# Steam Palette Extractor
Reference: https://github.com/woctezuma/steam-palette-extractor

## Install Python packages

In [None]:
%pip install -qq img2dataset mediapy tqdm

## Download images from Steam (only the first time)

In [None]:
IMG_NAME = 'capsule_616x353.jpg'

def get_image_url(app_id, img_name=IMG_NAME):
  return f'https://cdn.cloudflare.steamstatic.com/steam/apps/{app_id}/{img_name}'

def write_to_text_file(app_ids, fname, img_name=IMG_NAME):
  with open(fname, 'w') as f:
    for app_id in app_ids:
      url = get_image_url(app_id, img_name)
      f.write(f'{url}\n')

In [None]:
import json

APPID_FNAME = "appids.json"

def get_app_ids():
  with open(APPID_FNAME) as f:
    return [str(app_id) for app_id in json.load(f)]

In [None]:
!curl -OL https://github.com/woctezuma/steam-palette-extractor/releases/download/games/{APPID_FNAME}

In [None]:
app_ids = get_app_ids()
write_to_text_file(app_ids, fname='myimglist.txt')

In [None]:
# The download process took ~ 30 minutes.
# Out of 95,800 images, 92,249 were successfully downloaded.
# The output folder uses ~ 8 GB of disk space.
!echo img2dataset --url_list=myimglist.txt --output_folder=steam_images --resize_mode=no
!echo zip -r steam_images.zip steam_images

## Check the content of the image folder

In [None]:
import glob

IMG_FOLDER = "steam_images"

def get_test_fnames(image_folder, file_ext = '.jpg'):
  return sorted(glob.glob(image_folder +'/*' + file_ext))

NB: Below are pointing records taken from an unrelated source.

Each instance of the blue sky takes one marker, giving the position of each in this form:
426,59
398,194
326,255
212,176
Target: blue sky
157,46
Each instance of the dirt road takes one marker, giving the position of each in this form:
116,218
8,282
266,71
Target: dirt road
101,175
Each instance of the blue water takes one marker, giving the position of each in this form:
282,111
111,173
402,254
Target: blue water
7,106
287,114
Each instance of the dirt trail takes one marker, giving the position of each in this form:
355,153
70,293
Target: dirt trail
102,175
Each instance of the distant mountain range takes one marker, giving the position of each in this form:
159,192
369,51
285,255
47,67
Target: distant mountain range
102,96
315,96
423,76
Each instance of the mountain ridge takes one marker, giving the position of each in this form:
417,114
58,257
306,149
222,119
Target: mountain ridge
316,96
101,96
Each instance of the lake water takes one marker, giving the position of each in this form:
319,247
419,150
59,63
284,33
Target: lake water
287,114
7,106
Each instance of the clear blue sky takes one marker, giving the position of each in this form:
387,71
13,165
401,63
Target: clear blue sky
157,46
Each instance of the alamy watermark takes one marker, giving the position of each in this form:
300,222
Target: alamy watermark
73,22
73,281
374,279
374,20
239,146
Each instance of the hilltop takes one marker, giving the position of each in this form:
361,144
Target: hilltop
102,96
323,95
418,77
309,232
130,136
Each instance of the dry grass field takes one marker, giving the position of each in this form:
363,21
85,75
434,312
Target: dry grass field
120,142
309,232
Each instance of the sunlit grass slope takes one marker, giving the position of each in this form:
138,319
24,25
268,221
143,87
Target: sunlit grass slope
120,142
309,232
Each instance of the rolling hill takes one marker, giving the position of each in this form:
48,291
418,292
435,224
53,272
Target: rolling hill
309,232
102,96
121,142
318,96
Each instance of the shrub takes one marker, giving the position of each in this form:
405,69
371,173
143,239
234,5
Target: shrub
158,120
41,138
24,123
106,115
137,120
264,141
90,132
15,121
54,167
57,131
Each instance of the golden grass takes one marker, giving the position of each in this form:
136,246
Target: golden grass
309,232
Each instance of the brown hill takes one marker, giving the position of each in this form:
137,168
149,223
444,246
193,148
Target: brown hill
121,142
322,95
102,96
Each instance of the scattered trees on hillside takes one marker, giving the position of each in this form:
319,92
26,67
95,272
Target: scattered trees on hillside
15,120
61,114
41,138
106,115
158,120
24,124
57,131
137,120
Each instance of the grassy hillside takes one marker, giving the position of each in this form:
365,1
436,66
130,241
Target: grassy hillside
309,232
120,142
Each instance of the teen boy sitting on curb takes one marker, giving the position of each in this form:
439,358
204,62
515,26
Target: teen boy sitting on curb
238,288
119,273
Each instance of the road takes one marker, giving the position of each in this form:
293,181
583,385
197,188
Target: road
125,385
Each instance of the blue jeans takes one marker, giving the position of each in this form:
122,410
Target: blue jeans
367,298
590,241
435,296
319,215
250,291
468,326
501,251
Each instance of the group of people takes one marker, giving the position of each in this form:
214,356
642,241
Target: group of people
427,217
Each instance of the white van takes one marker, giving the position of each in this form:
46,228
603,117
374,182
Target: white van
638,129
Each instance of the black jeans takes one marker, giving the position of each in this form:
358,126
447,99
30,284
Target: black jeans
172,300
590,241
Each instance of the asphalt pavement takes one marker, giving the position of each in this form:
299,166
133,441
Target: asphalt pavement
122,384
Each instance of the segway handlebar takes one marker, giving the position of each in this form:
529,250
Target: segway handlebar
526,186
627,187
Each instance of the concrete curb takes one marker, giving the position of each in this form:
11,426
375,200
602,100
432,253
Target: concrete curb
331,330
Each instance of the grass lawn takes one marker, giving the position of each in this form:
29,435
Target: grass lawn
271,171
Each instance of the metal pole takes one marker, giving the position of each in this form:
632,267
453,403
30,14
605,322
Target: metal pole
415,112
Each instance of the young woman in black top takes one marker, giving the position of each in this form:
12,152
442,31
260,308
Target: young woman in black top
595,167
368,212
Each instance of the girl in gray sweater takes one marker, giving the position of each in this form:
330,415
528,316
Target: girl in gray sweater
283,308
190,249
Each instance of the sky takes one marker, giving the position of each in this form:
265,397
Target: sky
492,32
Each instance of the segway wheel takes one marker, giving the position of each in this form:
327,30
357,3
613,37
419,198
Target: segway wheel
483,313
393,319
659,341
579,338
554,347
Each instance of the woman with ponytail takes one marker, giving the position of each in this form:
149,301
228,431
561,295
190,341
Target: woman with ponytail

test_fnames = get_test_fnames(f'{IMG_FOLDER}/*')
print(f'#images = {len(test_fnames)}')

## Utils

In [None]:
# Reference: https://stackoverflow.com/questions/3241929/python-find-dominant-most-common-color-in-an-image/61730849#61730849

def get_dominant_colors(pil_img, palette_size=16, num_colors=10):
    # Resize image to speed up processing
    img = pil_img.copy()
    img.thumbnail((100, 100))

    # Reduce colors (uses k-means internally)
    paletted = img.convert('P', palette=Image.ADAPTIVE, colors=palette_size)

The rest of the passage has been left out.